Señora del amor en la autopista,

señora del amor en el camino apartado,

señora del amor, es que nunca vas a salir a mi encuentro

en las largas, largas carreteras solitarias.

Viajó por Louisiana, Mississippi, Alabama, Georgia y Carolina del Norte, soltando un par de miles en cada parada en clubes de juego y mesas de póker entre bastidores y, de vez en cuando, en hipódromos. ¿Cuánto dinero le quedaba? El Ojo no estaba seguro. ¿Cuánto le quedaba de cualquier cosa? ¿Cuánto ánimo y energía? ¿Cuánto aguante? Él observaba espantado mientras el abismo se abría ante ella.

Se le averió el coche en Burnsville, N. C., y repararlo costó cuatrocientos dólares. Se quedó en la ciudad de Linville intentando su vieja travesura del autostop en el Blue Ridge Parkway; simplemente no funcionó. El primer día se quedó en la cuneta de la autopista durante tres horas. Pasaron cientos de coches. Ninguno paró. Comió en un café de camioneros, luego, por la tarde, regresó a la carretera y se quedó allí hasta las nueve moviendo el dedo gordo como una autómata.

El segundo día llovió. Un gorila que llevaba un Alfa la recogió, la condujo a un descampado cerca de Deep Sap e intentó violarla. Consiguió librarse de él sólo con un ojo morado y una lentilla perdida y anduvo bajo el azote de la tormenta hasta Bloming Rock, donde tenía aparcado su coche. Se pasó una semana en cama con gripe, leyendo
Homeward, Angel
, de Thomas Wolfe.

Cuando se marchó a Carolina del Norte llevaba gafas. Fue a Virginia, vendió su coche en Portsmouth, intentó cobrar un cheque falso en un banco en Virginia Beach, pero en el último minuto le entró pánico y huyó. En mayo su patrona la expulsó de la pensión de huéspedes en Norfolk, y le embargó el equipaje.

En Newport News comenzó a birlar en las tiendas: robaba jabón, pasta de dientes, sopa enlatada y peras en los supermercados. Sólo la pillaron una vez… intentando mangar una botella de scotch. El dependiente la dejó marchar; incluso le permitió quedarse con la botella. Durante días estuvo atontada por la bebida, durmiendo en coches aparcados y en las casetas de baño de la playa. Una azafata de Pan Am que estaba de vacaciones ligó con ella en Hampton, y durante tres semanas vivieron juntas en un camping de caravanas. Cuando la azafata regresó a su trabajo, Joanna subió en un barco con rumbo a Yorktown, donde vivió en una choza abandonada en las dunas, manteniéndose limpia a base de baños de mar. Robó un vestido en un tendedero y un par de tejanos en un velero anclado en la bahía.
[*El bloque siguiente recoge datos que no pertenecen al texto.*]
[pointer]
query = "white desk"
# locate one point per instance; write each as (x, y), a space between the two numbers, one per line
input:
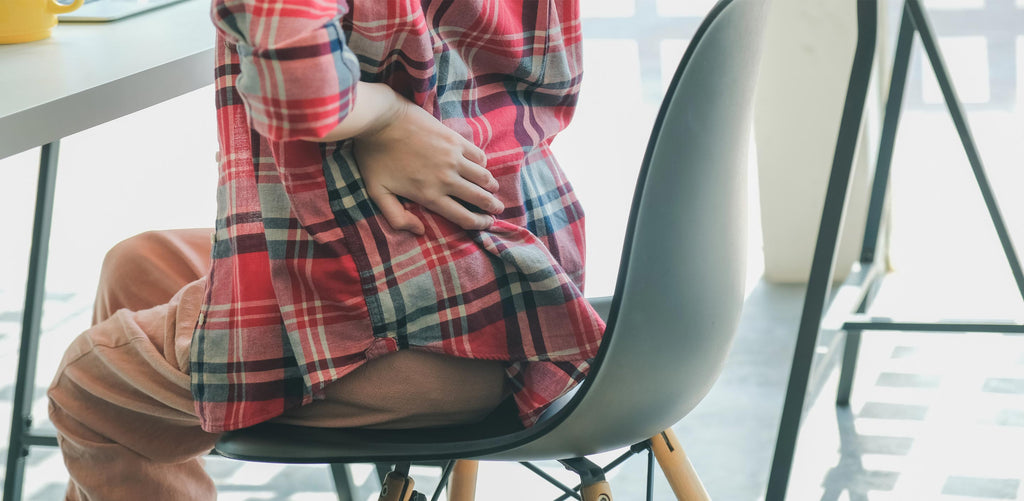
(87, 74)
(84, 75)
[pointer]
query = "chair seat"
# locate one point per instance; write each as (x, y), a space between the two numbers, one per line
(285, 443)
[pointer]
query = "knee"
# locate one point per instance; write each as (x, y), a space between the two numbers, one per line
(129, 258)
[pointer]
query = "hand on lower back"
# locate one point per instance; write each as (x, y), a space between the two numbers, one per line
(418, 158)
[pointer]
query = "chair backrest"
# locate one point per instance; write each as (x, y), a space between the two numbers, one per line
(680, 288)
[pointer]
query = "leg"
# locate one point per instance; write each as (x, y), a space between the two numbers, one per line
(463, 485)
(121, 400)
(684, 481)
(146, 269)
(407, 389)
(594, 486)
(123, 408)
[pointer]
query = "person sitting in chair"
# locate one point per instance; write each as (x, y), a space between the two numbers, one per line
(395, 245)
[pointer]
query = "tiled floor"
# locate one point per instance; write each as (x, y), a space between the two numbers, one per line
(933, 416)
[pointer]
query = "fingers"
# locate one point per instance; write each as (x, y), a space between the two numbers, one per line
(468, 192)
(395, 214)
(478, 175)
(474, 154)
(448, 208)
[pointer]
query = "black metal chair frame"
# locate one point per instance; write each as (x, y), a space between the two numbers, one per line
(847, 314)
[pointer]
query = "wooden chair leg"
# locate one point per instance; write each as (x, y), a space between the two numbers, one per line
(462, 486)
(684, 481)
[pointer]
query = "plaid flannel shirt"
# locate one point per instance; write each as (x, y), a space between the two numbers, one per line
(308, 281)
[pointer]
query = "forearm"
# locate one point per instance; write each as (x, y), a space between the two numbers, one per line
(376, 106)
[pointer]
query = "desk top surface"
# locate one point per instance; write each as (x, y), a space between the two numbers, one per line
(86, 74)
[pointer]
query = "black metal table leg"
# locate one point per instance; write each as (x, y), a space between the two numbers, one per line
(967, 139)
(20, 421)
(824, 254)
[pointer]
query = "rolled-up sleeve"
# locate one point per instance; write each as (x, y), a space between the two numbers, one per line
(297, 77)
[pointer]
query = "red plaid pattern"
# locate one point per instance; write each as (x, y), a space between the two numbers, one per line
(308, 281)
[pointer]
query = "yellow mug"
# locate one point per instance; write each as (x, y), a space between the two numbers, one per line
(28, 21)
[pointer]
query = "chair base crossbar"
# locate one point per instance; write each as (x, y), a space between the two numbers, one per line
(593, 486)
En Williamsburg la policía no la molestó, ya que en pleno verano la península era un hervidero de vagabundos. Se mudó a un viejo cobertizo en el río James. El Ojo no sabía qué hacer por ella. Compró una caja de comestibles y por la noche la dejó en el embarcadero, pero dos chicos que pasaban en una canoa arramblaron con todo. Otra noche dejó caer una pila de tarjetas de crédito en el buzón del cobertizo, pero Joanna nunca lo abrió.